Mackie also gives a second reason to doubt the existence of objective moral values, which is the argument from queerness. As conceived of by objectivists, moral values would be a unique sort of thing, and because we could not become aware of them through empirical means we would need a unique source of knowledge in order to know them.

Richard Price has raised the following objection to this argument. There are many kinds of thing that we could not know about if certain forms of empiricism were true, including necessary truths, inertia, identity, as well as anything else that cannot be observed. That being so, it seems that for such empiricists necessary truths, inertia, identity and objective moral values are all in the same (sinking) boat.

Mackie agrees that if empiricism rules out knowledge of such things we should not believe in them.  In spite of that, he thinks that empiricism can account for our knowledge of them, though apparently it could not account for our knowledge of objective moral values.

Mackie does not reject the existence of objective moral values merely because we could not verify that they exist. Moreover, he thinks that the question of whether they exist is meaningful even though it must be answered in the negative. He gives three main reasons to doubt their existence.

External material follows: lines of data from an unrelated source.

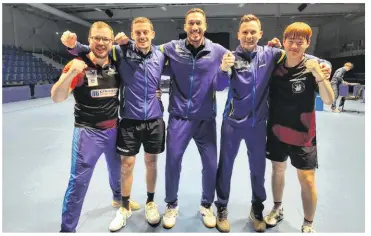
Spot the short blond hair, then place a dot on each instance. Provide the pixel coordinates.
(298, 29)
(248, 18)
(141, 20)
(349, 64)
(195, 10)
(100, 25)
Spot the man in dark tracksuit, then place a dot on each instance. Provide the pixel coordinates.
(337, 80)
(245, 117)
(94, 82)
(140, 68)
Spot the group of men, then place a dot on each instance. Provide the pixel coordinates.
(118, 108)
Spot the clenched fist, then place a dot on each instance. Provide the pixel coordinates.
(121, 39)
(69, 39)
(227, 61)
(77, 66)
(313, 66)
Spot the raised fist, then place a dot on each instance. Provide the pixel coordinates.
(227, 61)
(77, 66)
(69, 39)
(121, 39)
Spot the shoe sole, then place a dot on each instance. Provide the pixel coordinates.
(220, 230)
(259, 231)
(121, 226)
(153, 224)
(271, 226)
(167, 227)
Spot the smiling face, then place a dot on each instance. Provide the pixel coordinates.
(142, 33)
(296, 39)
(100, 39)
(195, 26)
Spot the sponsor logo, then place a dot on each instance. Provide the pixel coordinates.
(298, 87)
(102, 93)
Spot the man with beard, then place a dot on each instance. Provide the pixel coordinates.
(291, 125)
(245, 116)
(194, 62)
(94, 84)
(140, 66)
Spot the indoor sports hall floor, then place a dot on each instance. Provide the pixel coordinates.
(37, 137)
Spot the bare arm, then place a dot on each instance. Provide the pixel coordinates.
(62, 88)
(324, 86)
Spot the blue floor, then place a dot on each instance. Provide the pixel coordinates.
(37, 137)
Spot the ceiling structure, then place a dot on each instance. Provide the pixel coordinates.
(84, 14)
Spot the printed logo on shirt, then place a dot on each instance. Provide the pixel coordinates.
(298, 79)
(133, 56)
(242, 65)
(123, 150)
(111, 71)
(298, 87)
(102, 93)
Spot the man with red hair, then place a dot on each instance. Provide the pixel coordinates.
(291, 129)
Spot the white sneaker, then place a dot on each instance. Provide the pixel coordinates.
(275, 216)
(120, 219)
(152, 214)
(208, 216)
(307, 229)
(169, 218)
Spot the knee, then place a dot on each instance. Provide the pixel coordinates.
(151, 163)
(279, 168)
(306, 178)
(127, 165)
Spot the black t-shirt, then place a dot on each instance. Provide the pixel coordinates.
(292, 105)
(96, 104)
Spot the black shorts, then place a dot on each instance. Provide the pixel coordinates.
(303, 158)
(133, 133)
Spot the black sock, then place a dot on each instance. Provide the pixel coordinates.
(172, 204)
(125, 202)
(150, 197)
(307, 222)
(277, 205)
(206, 205)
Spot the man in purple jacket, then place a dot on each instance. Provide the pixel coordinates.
(245, 117)
(140, 67)
(194, 62)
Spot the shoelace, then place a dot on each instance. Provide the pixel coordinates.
(208, 212)
(152, 209)
(170, 212)
(222, 214)
(307, 229)
(274, 213)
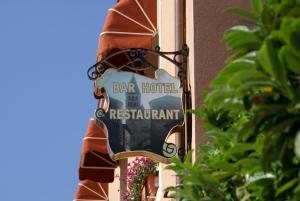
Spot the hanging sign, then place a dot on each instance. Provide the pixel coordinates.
(142, 112)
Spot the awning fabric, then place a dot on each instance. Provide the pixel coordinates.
(95, 163)
(91, 191)
(129, 24)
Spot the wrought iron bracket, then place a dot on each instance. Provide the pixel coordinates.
(138, 61)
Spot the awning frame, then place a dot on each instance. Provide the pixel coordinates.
(178, 58)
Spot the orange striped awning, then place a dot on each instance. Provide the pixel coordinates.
(95, 163)
(129, 24)
(88, 190)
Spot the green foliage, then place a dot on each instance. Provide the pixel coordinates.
(252, 113)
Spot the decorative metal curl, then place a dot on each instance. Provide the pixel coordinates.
(139, 62)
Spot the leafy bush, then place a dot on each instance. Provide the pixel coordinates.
(137, 172)
(252, 114)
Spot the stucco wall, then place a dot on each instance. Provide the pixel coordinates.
(206, 22)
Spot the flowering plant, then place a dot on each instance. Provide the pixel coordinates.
(137, 172)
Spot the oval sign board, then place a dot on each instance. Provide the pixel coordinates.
(142, 112)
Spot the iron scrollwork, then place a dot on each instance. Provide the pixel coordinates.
(138, 61)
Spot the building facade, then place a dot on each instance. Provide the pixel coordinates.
(200, 24)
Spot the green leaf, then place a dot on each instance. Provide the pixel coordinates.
(248, 165)
(297, 145)
(286, 186)
(257, 6)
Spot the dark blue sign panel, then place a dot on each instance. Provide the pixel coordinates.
(141, 114)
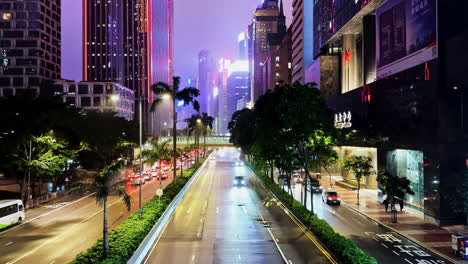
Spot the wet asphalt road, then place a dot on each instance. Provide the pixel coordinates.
(217, 222)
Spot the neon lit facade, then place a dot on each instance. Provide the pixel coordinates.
(130, 42)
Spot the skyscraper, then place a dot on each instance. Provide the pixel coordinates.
(206, 71)
(302, 34)
(30, 52)
(238, 92)
(268, 29)
(130, 42)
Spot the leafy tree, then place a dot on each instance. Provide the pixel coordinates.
(195, 126)
(393, 186)
(104, 138)
(360, 166)
(156, 152)
(106, 183)
(186, 95)
(302, 112)
(242, 129)
(207, 122)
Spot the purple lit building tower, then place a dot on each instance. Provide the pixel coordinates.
(130, 42)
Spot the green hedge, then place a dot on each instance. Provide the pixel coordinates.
(127, 237)
(344, 249)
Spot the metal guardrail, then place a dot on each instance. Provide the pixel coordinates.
(212, 141)
(143, 250)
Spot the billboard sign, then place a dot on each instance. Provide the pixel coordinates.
(406, 35)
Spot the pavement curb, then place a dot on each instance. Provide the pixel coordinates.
(292, 214)
(446, 258)
(147, 244)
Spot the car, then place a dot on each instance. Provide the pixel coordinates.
(239, 181)
(137, 181)
(331, 197)
(316, 187)
(298, 178)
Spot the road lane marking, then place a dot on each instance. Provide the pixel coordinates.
(274, 240)
(305, 231)
(46, 214)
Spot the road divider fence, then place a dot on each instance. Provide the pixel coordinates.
(133, 237)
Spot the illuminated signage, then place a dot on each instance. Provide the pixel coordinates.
(343, 120)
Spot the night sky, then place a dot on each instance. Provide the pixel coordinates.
(199, 24)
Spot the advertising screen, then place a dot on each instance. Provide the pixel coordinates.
(406, 35)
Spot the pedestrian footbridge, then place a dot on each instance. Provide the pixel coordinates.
(211, 141)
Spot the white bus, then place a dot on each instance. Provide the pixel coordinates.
(11, 212)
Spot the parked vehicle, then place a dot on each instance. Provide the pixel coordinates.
(298, 178)
(11, 212)
(239, 181)
(331, 197)
(316, 186)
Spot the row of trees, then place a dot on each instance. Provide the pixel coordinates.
(43, 140)
(291, 128)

First, such values would be intrinsically motivating, irrespective of one’s desires. Anyone who knew about such values would pursue them. Second, it is unclear how the moral value of a thing would be related to its non-moral properties. He thinks it cannot be a logical or semantical consequence. Suppose Chris has donated $2,000 to charity. If the statement “Chris did something good” truly ascribes an objective moral value to Chris’s action, there should be some kind of connection between Chris’ donating the money and the fact that doing so was good. But this connection cannot be shown to hold via logical or semantic considerations, and because moral goodness is supposed to be non-natural the connection couldn’t be established empirically. It seems more reasonable to suspend one’s belief in this connection hold that our moral evaluation of Chris’s and similar actions is based on a reaction to one’s perception of some of its natural properties.

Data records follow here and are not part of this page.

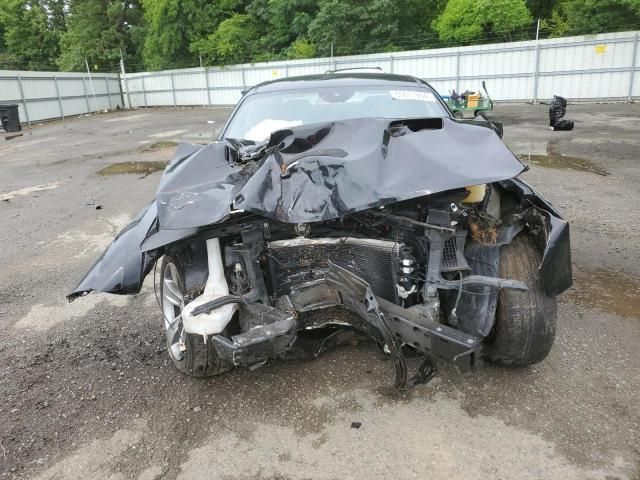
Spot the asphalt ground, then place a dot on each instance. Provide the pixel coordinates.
(87, 389)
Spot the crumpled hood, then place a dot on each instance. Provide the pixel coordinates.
(324, 171)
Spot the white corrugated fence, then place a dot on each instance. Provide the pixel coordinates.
(46, 95)
(597, 67)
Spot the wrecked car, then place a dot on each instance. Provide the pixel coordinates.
(346, 201)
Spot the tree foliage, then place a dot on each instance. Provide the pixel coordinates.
(232, 42)
(468, 20)
(576, 17)
(163, 34)
(31, 36)
(98, 31)
(379, 25)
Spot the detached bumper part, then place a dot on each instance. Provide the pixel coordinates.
(259, 342)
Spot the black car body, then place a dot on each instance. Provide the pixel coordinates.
(346, 201)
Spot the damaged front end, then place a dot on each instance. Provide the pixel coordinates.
(399, 237)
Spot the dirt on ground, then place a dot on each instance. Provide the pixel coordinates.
(88, 390)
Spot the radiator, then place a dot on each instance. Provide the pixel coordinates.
(296, 261)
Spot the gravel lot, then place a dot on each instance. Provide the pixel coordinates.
(88, 391)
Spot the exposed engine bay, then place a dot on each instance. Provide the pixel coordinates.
(263, 242)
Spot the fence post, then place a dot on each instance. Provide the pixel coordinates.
(55, 82)
(144, 92)
(633, 67)
(24, 100)
(86, 94)
(173, 90)
(458, 71)
(536, 74)
(106, 82)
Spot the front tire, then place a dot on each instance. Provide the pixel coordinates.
(525, 325)
(189, 353)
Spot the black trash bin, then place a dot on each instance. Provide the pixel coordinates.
(9, 118)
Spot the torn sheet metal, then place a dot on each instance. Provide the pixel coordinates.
(325, 171)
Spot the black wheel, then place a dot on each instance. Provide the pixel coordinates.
(188, 352)
(525, 325)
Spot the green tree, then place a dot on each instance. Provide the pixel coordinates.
(174, 29)
(301, 48)
(234, 41)
(468, 20)
(379, 25)
(579, 17)
(283, 26)
(98, 30)
(31, 35)
(541, 8)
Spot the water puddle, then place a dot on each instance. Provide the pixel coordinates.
(160, 146)
(606, 290)
(144, 168)
(563, 162)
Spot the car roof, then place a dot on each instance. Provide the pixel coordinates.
(337, 80)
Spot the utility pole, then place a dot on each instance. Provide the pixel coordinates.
(93, 92)
(332, 62)
(123, 82)
(204, 83)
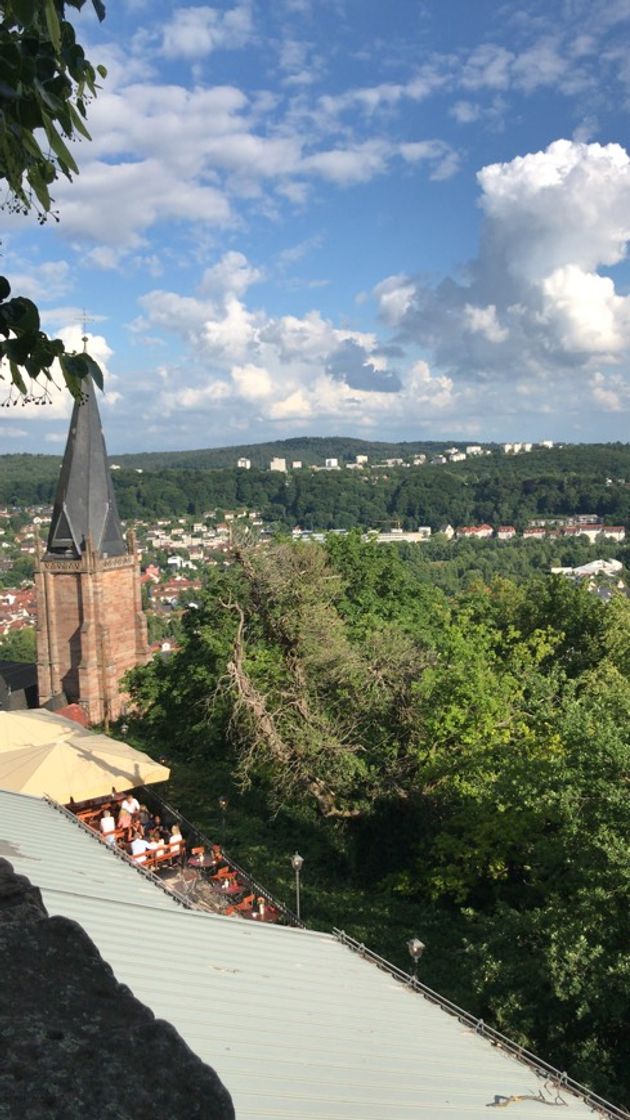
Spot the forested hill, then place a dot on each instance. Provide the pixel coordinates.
(497, 488)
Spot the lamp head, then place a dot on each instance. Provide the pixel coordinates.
(416, 949)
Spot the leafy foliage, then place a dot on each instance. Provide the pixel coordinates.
(593, 478)
(45, 87)
(465, 758)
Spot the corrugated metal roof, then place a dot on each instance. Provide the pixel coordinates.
(295, 1024)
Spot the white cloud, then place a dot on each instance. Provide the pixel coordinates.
(43, 281)
(395, 296)
(11, 431)
(231, 274)
(255, 369)
(535, 307)
(349, 166)
(483, 320)
(251, 382)
(194, 33)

Mackie brings his article to a close with a sections where he speculates about possible sources of our belief in objective moral values, in an attempt to account for how so many have come to accept what he thinks is a false theory. One source might be the human tendency to assume that some properties of external objects must correspond to our emotional reactions to them. I think the basic idea is that the sight of something like a dead animal is bound to produce feelings of revulsion in many people, causing them to attribute an “intrinsic ikiness” to it. Similarly, it may happen that if someone finds out that Chris donated $2,000 to charity it would cause them to feel admiration for his action and attribute “intrinsic goodness” to it. We may also project our wants onto external objects, thinking that they must be inherently desirable because we desire them.

Another possible source is the fact that we use moral evaluations to control each other’s behavior in society. We can reward someone for doing what right and punish them for doing what is wrong, and this partly consists in the way we morally praise or condemn such actions.

Finally, our tendency towards objectification may stem from the history of European philosophy and theology. The Christian tradition regards God as an author of divine laws, and some of the moral notions that modern secular philosophers use derive from a system of divine law, though they think there is no God to act as a divine lawgiver. However, Mackie acknowledges that this couldn’t be the whole story because quite a few would say that God commands us to do certain things because they are right, not conversely. Mackie concludes with the thought that there are many reasons why people objectify values, and that they have all had an effect on way we think and talk about morality.

 

Bibliography

Mackie, J.L. “The Subjectivity of Values,” Ethical Theory: An Anthology. Edited by Russ Shafer-Landau, Blackwell Publishing, 2007.